New software patent law could spark tech boom

By Pat Pilcher

Orion Health founder Ian McCrae was part of the tech industry lobby that argued software patents were counter-productive and got in the way of innovation. Photo / Kenny Rodger
Orion Health founder Ian McCrae was part of the tech industry lobby that argued software patents were counter-productive and got in the way of innovation. Photo / Kenny Rodger

Last week was a milestone moment for New Zealand's fledgling software industry, with the passing into law of a new patents bill, which exempts software from patentability.

This mightn't sound like earth shattering news, but as with many things law related, the devil is in the detail, and as Labour's ICT spokesperson, Clare Curren said in Parliament last week, it was a "historic day for intellectual property in New Zealand,"

The Institute of IT Professionals chief executive, Paul Matthews, was also positive, saying the move could see offshore developers migrating to New Zealand's tech sector, seeing it as a safe haven from litigation.

"It is a really strong signal that we're serious about protecting innovators and about making NZ a really good place to run a tech company... We've already been approached by overseas, primarily US based companies, who're looking very seriously about relocating to NZ, and one of the key reasons being because of things like the patent law"
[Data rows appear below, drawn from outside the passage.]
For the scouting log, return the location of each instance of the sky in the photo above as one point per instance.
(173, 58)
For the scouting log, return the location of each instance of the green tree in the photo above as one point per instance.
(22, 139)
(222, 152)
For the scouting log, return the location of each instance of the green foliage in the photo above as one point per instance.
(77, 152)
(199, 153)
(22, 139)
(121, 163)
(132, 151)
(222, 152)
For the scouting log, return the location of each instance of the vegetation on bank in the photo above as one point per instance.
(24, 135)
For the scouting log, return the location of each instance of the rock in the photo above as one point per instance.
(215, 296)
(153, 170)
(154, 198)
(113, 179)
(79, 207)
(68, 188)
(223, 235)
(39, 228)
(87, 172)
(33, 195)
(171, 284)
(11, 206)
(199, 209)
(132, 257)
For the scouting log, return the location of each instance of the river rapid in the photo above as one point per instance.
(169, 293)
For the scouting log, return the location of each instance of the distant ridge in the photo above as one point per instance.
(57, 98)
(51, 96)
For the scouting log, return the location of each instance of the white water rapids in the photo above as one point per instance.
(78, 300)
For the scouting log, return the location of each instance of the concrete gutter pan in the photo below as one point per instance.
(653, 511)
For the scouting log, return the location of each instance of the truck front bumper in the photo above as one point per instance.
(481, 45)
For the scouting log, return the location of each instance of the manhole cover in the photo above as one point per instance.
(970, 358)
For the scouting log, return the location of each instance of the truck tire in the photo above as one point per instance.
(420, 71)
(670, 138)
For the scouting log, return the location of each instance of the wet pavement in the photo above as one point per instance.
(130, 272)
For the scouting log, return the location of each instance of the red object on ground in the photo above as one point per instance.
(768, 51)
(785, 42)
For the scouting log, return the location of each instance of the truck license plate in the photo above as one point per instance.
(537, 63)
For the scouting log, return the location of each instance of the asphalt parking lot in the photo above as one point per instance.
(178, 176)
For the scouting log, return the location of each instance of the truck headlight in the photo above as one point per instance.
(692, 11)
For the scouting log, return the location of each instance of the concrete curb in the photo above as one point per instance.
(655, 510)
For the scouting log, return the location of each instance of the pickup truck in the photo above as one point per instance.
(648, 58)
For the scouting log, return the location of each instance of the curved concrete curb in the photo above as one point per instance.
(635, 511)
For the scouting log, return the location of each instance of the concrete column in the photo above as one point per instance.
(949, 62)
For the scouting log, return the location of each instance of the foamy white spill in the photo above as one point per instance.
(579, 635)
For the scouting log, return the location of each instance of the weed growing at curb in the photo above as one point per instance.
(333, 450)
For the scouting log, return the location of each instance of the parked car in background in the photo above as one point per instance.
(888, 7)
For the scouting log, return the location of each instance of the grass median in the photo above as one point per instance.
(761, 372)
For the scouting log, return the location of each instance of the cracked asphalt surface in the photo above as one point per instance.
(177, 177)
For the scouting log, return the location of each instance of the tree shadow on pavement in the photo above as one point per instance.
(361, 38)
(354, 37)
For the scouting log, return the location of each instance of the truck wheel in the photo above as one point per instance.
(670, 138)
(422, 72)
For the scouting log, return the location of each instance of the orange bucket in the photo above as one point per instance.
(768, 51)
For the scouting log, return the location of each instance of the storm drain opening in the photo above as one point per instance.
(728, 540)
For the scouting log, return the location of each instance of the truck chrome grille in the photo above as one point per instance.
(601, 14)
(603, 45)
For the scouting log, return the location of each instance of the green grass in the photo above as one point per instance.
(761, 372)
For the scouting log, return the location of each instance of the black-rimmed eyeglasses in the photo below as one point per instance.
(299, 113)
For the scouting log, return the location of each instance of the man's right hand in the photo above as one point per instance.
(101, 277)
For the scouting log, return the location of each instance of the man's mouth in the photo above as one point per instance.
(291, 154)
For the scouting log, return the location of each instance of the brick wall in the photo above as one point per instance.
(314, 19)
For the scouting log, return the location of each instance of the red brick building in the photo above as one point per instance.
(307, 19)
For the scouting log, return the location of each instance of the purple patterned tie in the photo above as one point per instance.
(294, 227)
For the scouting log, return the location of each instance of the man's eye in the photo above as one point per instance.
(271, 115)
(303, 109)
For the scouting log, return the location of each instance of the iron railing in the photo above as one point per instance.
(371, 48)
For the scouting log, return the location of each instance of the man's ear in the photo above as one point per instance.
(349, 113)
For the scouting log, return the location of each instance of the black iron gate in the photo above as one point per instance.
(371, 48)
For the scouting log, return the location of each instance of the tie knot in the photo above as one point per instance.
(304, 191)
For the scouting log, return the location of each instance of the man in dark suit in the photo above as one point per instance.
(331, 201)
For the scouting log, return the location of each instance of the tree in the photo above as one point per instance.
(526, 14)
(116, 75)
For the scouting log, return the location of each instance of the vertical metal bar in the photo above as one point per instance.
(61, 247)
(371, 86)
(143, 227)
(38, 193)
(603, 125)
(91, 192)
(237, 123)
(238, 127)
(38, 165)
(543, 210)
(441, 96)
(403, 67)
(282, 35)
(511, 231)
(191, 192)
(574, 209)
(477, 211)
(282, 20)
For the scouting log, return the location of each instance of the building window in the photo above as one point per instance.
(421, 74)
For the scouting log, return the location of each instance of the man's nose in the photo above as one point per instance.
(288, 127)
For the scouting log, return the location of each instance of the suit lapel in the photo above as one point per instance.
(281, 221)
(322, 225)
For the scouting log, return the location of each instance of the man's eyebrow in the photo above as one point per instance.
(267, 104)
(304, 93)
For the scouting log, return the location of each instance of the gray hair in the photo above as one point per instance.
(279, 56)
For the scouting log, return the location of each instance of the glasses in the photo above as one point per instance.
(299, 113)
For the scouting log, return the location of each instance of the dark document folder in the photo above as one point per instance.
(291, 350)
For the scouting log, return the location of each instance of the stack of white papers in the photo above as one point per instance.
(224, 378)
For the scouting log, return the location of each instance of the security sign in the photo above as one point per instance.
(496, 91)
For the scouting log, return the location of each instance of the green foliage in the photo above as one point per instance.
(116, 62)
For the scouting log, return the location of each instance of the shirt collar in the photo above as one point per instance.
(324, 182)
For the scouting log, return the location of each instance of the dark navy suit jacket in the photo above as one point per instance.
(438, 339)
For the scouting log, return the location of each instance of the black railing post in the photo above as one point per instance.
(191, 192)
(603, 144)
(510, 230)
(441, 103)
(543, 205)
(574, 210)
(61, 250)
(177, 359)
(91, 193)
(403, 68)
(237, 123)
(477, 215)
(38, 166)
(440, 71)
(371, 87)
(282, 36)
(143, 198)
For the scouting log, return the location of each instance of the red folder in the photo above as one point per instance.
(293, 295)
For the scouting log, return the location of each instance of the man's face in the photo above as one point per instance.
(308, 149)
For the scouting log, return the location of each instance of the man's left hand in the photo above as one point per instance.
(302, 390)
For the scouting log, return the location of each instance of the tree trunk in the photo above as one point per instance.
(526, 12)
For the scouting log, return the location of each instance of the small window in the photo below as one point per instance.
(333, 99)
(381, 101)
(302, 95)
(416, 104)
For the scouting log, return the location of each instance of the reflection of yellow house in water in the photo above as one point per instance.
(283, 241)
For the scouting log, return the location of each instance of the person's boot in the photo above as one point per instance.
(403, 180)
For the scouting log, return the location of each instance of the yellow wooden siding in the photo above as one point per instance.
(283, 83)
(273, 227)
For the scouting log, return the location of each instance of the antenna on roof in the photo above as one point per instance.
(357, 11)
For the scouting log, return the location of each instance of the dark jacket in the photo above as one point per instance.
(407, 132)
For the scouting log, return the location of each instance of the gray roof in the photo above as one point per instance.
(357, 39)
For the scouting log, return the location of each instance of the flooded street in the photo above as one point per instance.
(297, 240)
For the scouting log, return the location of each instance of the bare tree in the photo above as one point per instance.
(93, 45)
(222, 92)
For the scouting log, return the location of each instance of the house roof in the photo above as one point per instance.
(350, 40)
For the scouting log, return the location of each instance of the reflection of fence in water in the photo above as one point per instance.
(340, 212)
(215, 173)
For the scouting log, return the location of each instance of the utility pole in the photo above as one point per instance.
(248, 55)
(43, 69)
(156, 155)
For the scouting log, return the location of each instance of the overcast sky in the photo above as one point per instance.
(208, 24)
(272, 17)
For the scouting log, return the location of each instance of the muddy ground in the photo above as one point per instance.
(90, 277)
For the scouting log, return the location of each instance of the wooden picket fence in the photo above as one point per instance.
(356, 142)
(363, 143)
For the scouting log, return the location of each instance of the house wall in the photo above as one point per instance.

According to Mathews the new patent laws could also stimulate significant growth in the tech sector.

"Our industry is on the brink of a fairly large explosion... we've got the Xeros and Orion Health and others who are already doing some good things on the international stage and they're growing in terms of reputation and market share but we've also got a bunch of other companies that are a tier or two below that ware growing really quickly as well and are just starting to really get results on the international scene. If we can make sure we're creating an environment that will foster innovation and tech companies then we'll be on the brink of some pretty expansive growth."

Good things do however take time, and the Patents Bill was no exception, taking a full five years before it finally passed into law. The legislation was first drafted in 2008, with the Commerce Select Committee recommending a total ban on software patents in 2010. This stance was looking shaky with the introduction of a Supplementary Order Paper (SOP), which lead to an immediate and vocal outcry amidst fears that software could become patentable.

Numerous industry bodies representing the New Zealand IT industry including the Institute of IT Professionals, NZRise, internetNZ and the New Zealand Open Source Society were all highly vocal in their opposition alongside a who's who of New Zealand software companies.

Their concerns, reported here, centred on the fact that it would be next to impossible for kiwi developers to create software without infringing one of the many software patents already in existence, which would see them dragged into legal battles against bigger, better resourced and lawyered-up multinationals.

Dave Lane of New Zealand Open Source Society warns that even though the new law will free local developers from patent battles, developers will need to remain watchful.

"With something as arcane as patent law, those with strong incentives, a lot of resource, and few ethical concerns will test the legislation to see how far it will bend. So while we're ecstatic with the outcome of the Patents Bill, we recognise that the price of our new found liberation from the scourge of software patents is to remain vigilant."